Alvin and the Chipmunks
These kinds of films come along once every so often and, depending if I am in the mood, I just might apply for it. And that’s exactly why I put my name forth to review Alvin and the Chipmunks. Sadly, however, my plan for a good critical slaughtering was somewhat ruined. The film was actually pretty good. Flawed, oh yes, but definitely not the kind of lousy effort I was expecting, even hoping it would be.

As always for a film such as this, I dragged my younger brother into my home theatre (a smallish bedroom that tries to emulate the cinema experience) so I could gauge his reactions along the way. As a family film, I find it useful to get a kid’s perspective on the matter, considering that it is targeting his demographic after all.

Alvin and the Chipmunks
And you know what, while this film is messy in places and clichéd beyond belief, it does actually do a good job at entertaining you for an hour and a half. And both me and my brother pretty much enjoyed it for what it ultimately was: a decent family film that you’ll get no more than two sittings out of.

As mentioned, the film isn’t perfect and there’s a multitude of reasons for that. First of all, the story plays a large part in knocking off a few points from that total over there on the right. The thing is, this is a film you’ve seen a hundred times before. In fact chances are you see several of these every year. You can almost predict what will happen next. I even accurately foresaw the end before the opening scene had concluded. It’s that predictable.

Alvin and the Chipmunks
It’s a story that is also very two dimensional and unimaginative. Don’t get me wrong, the film is still watchable, but it wouldn’t hurt the filmmakers to inject a little originality into the mix from time to time to shake things up a little. I can sum up the story in a single sentence, and here it is: singing chipmunks are taken from their forest, end up in the care of a budding songwriter who needs their help, they eventually fall out and go their separate ways, the chipmunks end up with the evil record company boss who needs them to make him wealthy, the film climaxes with the now upset songwriter and the villain trying to outdo each other in attempt to win the affection of the chipmunks. There is a big, over the top and sickly-sweet ending that attempts to make everyone smile just in time for the closing credits. The end. Okay that was more than one sentence, but who’s keeping count?

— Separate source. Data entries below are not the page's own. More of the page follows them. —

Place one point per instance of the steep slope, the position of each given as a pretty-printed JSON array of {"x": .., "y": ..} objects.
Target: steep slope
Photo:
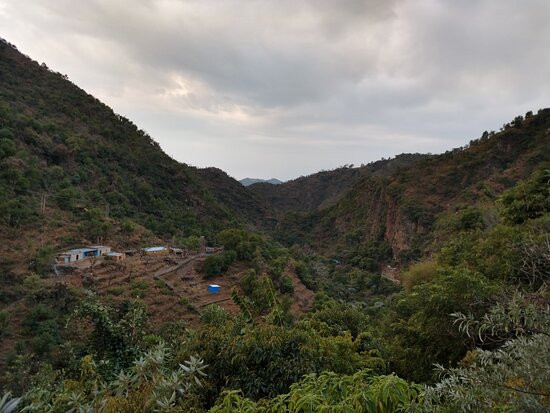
[
  {"x": 401, "y": 214},
  {"x": 323, "y": 189},
  {"x": 73, "y": 171}
]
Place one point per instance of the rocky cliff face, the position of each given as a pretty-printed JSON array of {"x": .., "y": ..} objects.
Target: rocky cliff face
[{"x": 404, "y": 209}]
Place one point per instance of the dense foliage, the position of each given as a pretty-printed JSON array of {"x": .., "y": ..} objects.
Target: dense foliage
[{"x": 467, "y": 330}]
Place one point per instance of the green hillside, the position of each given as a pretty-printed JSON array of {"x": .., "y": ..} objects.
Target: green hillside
[
  {"x": 102, "y": 178},
  {"x": 417, "y": 204},
  {"x": 415, "y": 284}
]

Another problem with the film also comes from the lead actor, Jason Lee. It has more to do with his character direction than anything else, but in this film he is incredibly wooden, flat and often insidiously boring. He shows almost none of the charm you’d expect to see in this role, but that doesn’t stop the directors and writers from trying. The effect comes across as horribly forced, and it takes away from the overall charm-factor seen elsewhere in the picture.

Alvin and the Chipmunks
Still, the film is all about the chipmunks, right? And while it doesn’t get everything right (they are sometimes a little creepy to look at and are not as cute as they could have been) there’s still plenty of laughs and interesting musical and dance moments to enjoy along the way. There’s a little too much attention on toilet humour and the like for my taste, but there is some funny stuff in there as well that kids and adults should find appealing.

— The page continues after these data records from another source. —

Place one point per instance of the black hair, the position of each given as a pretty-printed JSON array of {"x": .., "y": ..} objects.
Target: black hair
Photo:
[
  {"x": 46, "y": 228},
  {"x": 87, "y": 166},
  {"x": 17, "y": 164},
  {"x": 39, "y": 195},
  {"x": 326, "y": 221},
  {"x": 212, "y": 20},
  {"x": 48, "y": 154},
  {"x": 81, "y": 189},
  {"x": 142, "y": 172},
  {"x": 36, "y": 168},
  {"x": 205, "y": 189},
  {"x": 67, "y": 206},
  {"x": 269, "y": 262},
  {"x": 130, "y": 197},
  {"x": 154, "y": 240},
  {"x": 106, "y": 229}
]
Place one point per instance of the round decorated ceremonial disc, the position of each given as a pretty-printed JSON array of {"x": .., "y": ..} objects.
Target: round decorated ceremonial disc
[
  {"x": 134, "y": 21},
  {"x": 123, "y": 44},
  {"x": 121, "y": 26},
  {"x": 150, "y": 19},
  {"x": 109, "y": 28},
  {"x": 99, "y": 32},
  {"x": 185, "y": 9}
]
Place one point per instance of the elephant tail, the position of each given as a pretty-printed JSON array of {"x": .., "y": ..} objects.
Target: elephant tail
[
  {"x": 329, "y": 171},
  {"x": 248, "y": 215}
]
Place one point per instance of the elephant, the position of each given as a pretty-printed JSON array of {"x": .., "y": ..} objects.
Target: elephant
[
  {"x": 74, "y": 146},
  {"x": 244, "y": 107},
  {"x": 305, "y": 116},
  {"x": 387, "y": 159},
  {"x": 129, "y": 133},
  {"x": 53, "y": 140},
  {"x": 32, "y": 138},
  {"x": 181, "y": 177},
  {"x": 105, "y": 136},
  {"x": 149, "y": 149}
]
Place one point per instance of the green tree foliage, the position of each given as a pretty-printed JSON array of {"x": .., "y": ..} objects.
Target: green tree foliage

For all its many problems though, I enjoyed Alvin and the Chipmunks. It wasn’t new or refreshing, but then who expected it to be? I, for one, thought this was going to be a downright failure that I could take pride in ripping to shreds, but for better or worse it’s actually quite an interesting, enjoyable little family film that probably deserves a rent, or if you are feeling generous, a purchase.

Alvin and the Chipmunks
The high definition picture for Alvin and the Chipmunks is mostly excellent, with solid colour reproduction despite looking a little blue-tinted in some shots. There’s also an excellent use of fine detail. One thing that I was slightly disappointed with however was the CGI. I was expecting the scenes featuring the chipmunks to be the best element of the transfer, but they are actually some the weakest. Of course it all comes down to the somewhat lacklustre animation rather than any flaw with the transfer itself. Other than this, the image looks superb.

Again, the technical merits of this disc are light-years ahead of the actual film. The DTS-HD soundtrack here is loud, highly detailed and a joy to listen to. The audio works best when Alvin and company are singing and dancing, but it also sounds good during the quieter scenes. As with the transfer, the sound on this Blu-ray disc will not disappoint.

‘Chip-Chip Hooray! Chipmunk History’ is pretty much what it sounds, a look back at the history of the Chipmunks. Finally on this disc is ‘Hitting the Harmony’, a look at the real musicians behind the film’s many songs. And that’s your lot folks.

Alvin and the Chipmunks
Alvin and the Chipmunks might split people down the middle as to whether you’ll like or loathe it, but from my experience I found it to be an enjoyable but still deeply flawed family film. The video and audio aspects of the disc however are quite the contrary, providing a solid if not excellent picture and sound experience. There isn’t much in the way of special features on the disc, meaning there’ll undoubtedly be a double-dip at some point in the near future.

* Note: The above images are taken from the Blu-ray release and resized for the page.